Sales in the quarter ended March 2 were $5.4 billion, up 85.5 percent from the same period last year. Diluted cash earnings per share* were 30 cents, a penny higher than analysts’ consensus estimate of 29 cents published by First Call. The company earned diluted cash EPS of 19 cents in the year-ago period.
In the quarter, Solectron earned net income under U.S. Generally Accepted Accounting Principles (GAAP) of $121.9 million, up 26 percent from the same period last year. Diluted GAAP EPS** was 18 cents in the quarter, compared with 16 cents in the year-earlier period. Before one-time charges, diluted GAAP EPS was 24 cents in the quarter, in line with the company’s guidance and compared with 18 cents in the same period last year.
The company also said today it expects to take a pre-tax restructuring charge of $300 million to $400 million in the third quarter. The reserve will cover qualifying costs associated with actions to realign the company’s capacity and capabilities.
The strength of our organization and the diversity of the markets we serve combined to generate second-quarter results consistent with our guidance. Even so, changing economic conditions overall led to a significant reduction in demand from our customers as we moved through the quarter, said Koichi Nishimura, Solectron chairman, president and chief executive officer. We are acting aggressively to meet the challenges posed by the current business environment. Unfortunately, with significantly lower customer demand we are unable to support our recent levels of employment, and we have been reducing our work force at many sites. In addition, we will implement a plan to balance our capacity and capabilities as we prepare the organization for a re-acceleration of growth.
Quarter Summary
Gross margin in the quarter increased to 9 percent from 8.5 percent in the fiscal first quarter. The improvement reflected the impact of cost-control measures and continued improvement in the availability of component supplies in the electronics industry.
Reported inventories of $4.9 billion included $440 million in inventory added through acquisitions in the second quarter. On a comparable basis, inventories at the end of the second quarter declined to about $4.4 billion from $4.6 billion at the end of the first quarter. The company said inventory trends are improving, but progress has been slowed by reduced customer demand.
During the quarter, Solectron completed three transactions: The acquisition of NatSteel Electronics, a Singapore-based EMS company; the former Sony Corporation facilities in Nakaniida, Japan, and Kaohsiung, Taiwan, as part of an overall cooperative agreement with Sony announced last fall; and the former IBM product repair facility in Amsterdam, Netherlands, establishing a significant European hub operation for Solectron’s growing Global Services business.
The company continued to benefit from serving a cross-section of electronics market segments: Networking, 32 percent; non-mobile telecommunications, 20 percent; mobile telecommunications, 13 percent; notebooks/personal computers, 13 percent; computer peripherals, 6 percent; workstations/servers, 5 percent; semiconductor, test and other instruments, 3 percent; and mainframes, medical equipment, avionics and other, 8 percent.
Restructuring Activities
In the second quarter, Solectron recorded a restructuring charge of $25.2 million to consolidate recently acquired NatSteel Electronics sites in Guadalajara, Mexico, and Budapest, Hungary, into existing Solectron sites.

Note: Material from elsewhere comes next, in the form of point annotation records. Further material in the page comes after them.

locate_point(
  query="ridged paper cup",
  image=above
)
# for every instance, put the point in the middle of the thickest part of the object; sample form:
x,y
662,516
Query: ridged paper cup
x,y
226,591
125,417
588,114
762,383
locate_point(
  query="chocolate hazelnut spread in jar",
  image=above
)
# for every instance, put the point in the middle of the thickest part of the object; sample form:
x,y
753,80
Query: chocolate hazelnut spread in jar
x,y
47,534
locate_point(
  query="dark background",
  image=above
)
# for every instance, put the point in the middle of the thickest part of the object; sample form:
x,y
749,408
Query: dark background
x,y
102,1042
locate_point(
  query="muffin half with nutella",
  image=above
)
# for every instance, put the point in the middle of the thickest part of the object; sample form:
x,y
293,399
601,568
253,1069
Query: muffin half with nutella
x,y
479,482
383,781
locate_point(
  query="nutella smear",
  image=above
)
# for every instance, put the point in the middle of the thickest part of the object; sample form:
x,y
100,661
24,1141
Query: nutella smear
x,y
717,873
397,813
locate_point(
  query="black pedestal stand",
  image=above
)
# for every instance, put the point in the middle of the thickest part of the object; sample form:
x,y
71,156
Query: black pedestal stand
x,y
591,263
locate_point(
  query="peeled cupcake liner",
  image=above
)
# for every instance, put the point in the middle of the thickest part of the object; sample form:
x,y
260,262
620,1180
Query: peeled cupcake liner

In addition, the company expects to record a charge of $300 million to $400 million in the third quarter to, over the next 12 months, restructure additional facilities, relocate certain capabilities and change the strategic focus of a number of sites, based on anticipated future customer requirements. The expected restructuring charge will cover employee severance, facilities, equipment and applicable facility and equipment lease termination costs, and the write-off of goodwill, if any, associated with affected facilities.
In connection with the anticipated restructuring, the company expects to reduce its work force by about 8,200. Many of those reductions have taken place in the last two weeks. The company said it will, as always, continue to adjust staffing to meet changes in customer demand. At the end of the second quarter, Solectron had about 79,000 employees worldwide.
While these actions are needed to prepare us to take full advantage of a re-acceleration in demand, we do this with a heavy heart and only after careful analysis, since it will have an impact on our people, Nishimura said. These steps are necessary to help ensure our long-term competitiveness and position as the EMS leader. Even so, the effect of these actions on people is the hardest part of this, and in meeting this business challenge we will do our best to treat people with dignity, integrity and respect.
Forward-Looking Guidance
The company targets third-quarter sales of $4.1 billion to $4.5 billion, diluted cash EPS of 12 cents to 16 cents, and GAAP EPS of 2 cents to 6 cents. All targets for the quarter, which ends June 1, are before non-recurring charges.
The company said that, given the currently uncertain picture of customer demand, it will not provide detailed guidance for the fourth quarter and full year.
Six-Month Summary
For the first six months of fiscal 2001, Solectron reported sales of $11.1 billion, compared with $5.8 billion in the year-earlier period. U.S. GAAP net income increased to $312.5 million from $206.5 million a year ago. Diluted cash EPS was 60 cents, up from 38 cents a year ago.